Analyse: les distorsions de M. Trump

Qualifiés de «crétins» par Donald Trump, les dirigeants de la Fed privilégient des taux faibles, plutôt que négatifs.
Photo: Brendan Hoffman Getty Images Agence France-Presse Qualifiés de «crétins» par Donald Trump, les dirigeants de la Fed privilégient des taux faibles, plutôt que négatifs.

Le président américain en remet. Aux « crétins » de la Réserve fédérale, Donald Trump ne demande plus une baisse marquée, mais bien des taux au-dessous de zéro. Comme si l’Europe n’enseignait pas que les taux négatifs ne riment pas avec vigueur économique.

Le qualificatif de « crétins » accolé aux dirigeants de la Fed est venu d’un tweet du président diffusé mercredi, Donald Trump musclant ses attaques verbales contre la banque centrale américaine. « Les États-Unis devraient toujours payer le taux le plus bas. Pas d’inflation ! C’est la naïveté de Jay Powell et de la Réserve fédérale qui ne nous permet pas de faire ce que d’autres pays sont déjà en train de faire », reprend l’Agence France-Presse.

Ces « fameux » taux négatifs perdurent depuis cinq ans en Europe, la faiblesse de la croissance et une inflation sous les cibles empêchant les banques centrales — envieuses qu’elles sont de la marge de manoeuvre retrouvée de la Fed — de normaliser leur politique monétaire. Un ancrage plus profond en territoire des taux négatifs est attendu, rendant le levier monétaire en définitive stérile tout en altérant la marge bénéficiaire des banques. Une demande accrue pour des éléments d’actif plus risqués et l’apparition de bulles viennent compléter le portrait.

Une croissance anémique en Europe qui n’est certes pas sans traduire les effets de ces longues tractations autour du Brexit, mais qui subit surtout les contrecoups de la rhétorique de sanctions de M. Trump et de cette guerre commerciale livrée à la Chine. L’Allemagne, une économie fortement tributaire des exportations tanguant du côté de la récession, est devenue l’illustration des déséquilibres déformant le flot du commerce mondial au détriment des économies européennes.

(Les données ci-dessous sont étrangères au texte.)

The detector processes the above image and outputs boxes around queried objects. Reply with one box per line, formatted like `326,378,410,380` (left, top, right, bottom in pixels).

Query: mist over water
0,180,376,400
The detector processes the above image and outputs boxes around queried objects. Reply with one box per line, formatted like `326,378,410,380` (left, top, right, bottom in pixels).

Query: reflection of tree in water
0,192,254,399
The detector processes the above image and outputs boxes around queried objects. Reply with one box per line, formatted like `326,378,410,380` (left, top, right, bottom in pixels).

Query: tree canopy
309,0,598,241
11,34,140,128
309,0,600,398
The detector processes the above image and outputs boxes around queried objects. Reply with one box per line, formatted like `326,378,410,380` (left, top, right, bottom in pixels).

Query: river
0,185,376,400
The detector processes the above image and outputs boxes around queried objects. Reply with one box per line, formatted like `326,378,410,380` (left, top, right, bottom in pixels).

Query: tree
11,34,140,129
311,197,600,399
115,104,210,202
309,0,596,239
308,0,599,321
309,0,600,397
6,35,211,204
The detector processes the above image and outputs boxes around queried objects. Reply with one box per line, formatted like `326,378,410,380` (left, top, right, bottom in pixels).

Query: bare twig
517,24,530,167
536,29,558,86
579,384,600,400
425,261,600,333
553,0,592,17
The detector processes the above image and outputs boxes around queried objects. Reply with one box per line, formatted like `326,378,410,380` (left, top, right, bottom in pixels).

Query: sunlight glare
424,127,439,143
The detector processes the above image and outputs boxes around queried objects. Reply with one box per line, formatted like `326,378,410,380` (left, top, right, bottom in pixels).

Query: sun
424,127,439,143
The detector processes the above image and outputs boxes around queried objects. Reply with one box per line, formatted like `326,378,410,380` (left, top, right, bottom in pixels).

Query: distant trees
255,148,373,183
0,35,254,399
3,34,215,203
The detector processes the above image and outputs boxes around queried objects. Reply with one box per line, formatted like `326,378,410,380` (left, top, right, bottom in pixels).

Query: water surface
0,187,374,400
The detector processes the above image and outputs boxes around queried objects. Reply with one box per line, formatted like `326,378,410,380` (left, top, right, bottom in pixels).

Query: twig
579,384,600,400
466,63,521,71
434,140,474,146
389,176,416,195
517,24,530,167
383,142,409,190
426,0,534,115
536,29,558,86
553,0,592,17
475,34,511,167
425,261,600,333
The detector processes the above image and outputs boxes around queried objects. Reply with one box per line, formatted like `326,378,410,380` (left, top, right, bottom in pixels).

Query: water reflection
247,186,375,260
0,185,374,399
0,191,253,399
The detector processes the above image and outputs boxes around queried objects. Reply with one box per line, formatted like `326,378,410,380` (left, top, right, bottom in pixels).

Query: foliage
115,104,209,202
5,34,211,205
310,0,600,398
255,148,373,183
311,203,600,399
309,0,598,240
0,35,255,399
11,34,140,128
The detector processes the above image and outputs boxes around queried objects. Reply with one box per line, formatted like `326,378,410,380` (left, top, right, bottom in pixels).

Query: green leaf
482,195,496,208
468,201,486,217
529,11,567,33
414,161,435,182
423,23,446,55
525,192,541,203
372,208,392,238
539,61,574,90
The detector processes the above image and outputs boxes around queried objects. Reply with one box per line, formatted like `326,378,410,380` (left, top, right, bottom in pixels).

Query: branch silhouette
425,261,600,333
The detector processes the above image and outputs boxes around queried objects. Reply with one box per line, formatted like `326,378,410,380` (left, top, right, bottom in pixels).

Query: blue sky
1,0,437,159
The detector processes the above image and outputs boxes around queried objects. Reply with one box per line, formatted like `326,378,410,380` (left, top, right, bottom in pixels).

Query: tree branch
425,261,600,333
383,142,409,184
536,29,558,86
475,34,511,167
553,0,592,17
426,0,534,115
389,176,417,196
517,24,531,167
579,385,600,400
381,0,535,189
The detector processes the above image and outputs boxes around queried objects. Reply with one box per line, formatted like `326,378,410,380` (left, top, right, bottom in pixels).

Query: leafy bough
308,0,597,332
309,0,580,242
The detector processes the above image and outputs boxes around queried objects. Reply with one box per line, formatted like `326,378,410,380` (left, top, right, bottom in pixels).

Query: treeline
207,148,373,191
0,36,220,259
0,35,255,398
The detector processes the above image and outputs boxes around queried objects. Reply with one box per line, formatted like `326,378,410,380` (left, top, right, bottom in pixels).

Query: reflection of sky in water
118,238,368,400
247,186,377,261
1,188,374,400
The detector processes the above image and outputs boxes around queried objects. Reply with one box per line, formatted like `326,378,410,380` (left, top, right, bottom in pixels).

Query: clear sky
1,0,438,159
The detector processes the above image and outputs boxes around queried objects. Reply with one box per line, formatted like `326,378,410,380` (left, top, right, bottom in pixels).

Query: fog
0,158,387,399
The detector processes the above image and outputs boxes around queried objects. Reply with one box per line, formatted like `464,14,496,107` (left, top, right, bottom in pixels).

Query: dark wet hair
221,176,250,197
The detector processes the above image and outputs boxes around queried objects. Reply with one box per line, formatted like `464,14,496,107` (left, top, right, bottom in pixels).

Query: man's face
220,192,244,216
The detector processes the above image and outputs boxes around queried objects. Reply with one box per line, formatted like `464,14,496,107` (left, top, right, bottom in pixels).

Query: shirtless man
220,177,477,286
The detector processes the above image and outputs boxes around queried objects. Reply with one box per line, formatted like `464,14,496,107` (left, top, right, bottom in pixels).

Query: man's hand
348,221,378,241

À leur tour, ces taux négatifs en Europe et au Japon, particulièrement dépressifs pour l’épargne et l’investissement, alimentent un déplacement des capitaux vers les économies à taux positif. Premiers à en bénéficier, les États-Unis carburent aujourd’hui avec des taux à long terme particulièrement faibles, plongeant les marchés boursiers dans l’inquiétude d’une inversion de la courbe de rendement annonciatrice d’une récession qui ne trouve pourtant pas écho dans le « fondamental » de l’économie américaine. À l’exception d’un secteur manufacturier plombé par les tensions commerciales, la croissance américaine demeure solide, reposant sur la vigueur du marché du travail et des gains salariaux soutenant les dépenses de consommation des ménages.

Onde de choc au Canada

 

Ces distorsions n’épargnent pas le Canada. Les économistes de la Banque Royale ont fait ressortir mercredi les difficultés liées au commerce international ressenties ici. « Les entreprises canadiennes ne sont pas à l’abri du bouleversement des chaînes logistiques mondiales qui découle du conflit commercial entre les États-Unis et la Chine », ont-ils écrit. Tarifs douaniers sur l’acier et l’aluminium, levés en mai, droits punitifs sur le bois d’oeuvre, représailles chinoises liées à l’affaire Huawei… Les mesures de rétorsion ont coûté 6 % des exportations de marchandises de la Saskatchewan et 2 % de celles de la Colombie-Britannique, alors qu’au Manitoba les exportations de denrées agricoles ont chuté de 48 %, forçant une révision à la baisse des perspectives de croissance pour ces provinces.

Au Québec, l’incidence des tarifs et sanctions concerne un peu moins de 3 % des exportations de marchandises, selon les données de la Royale.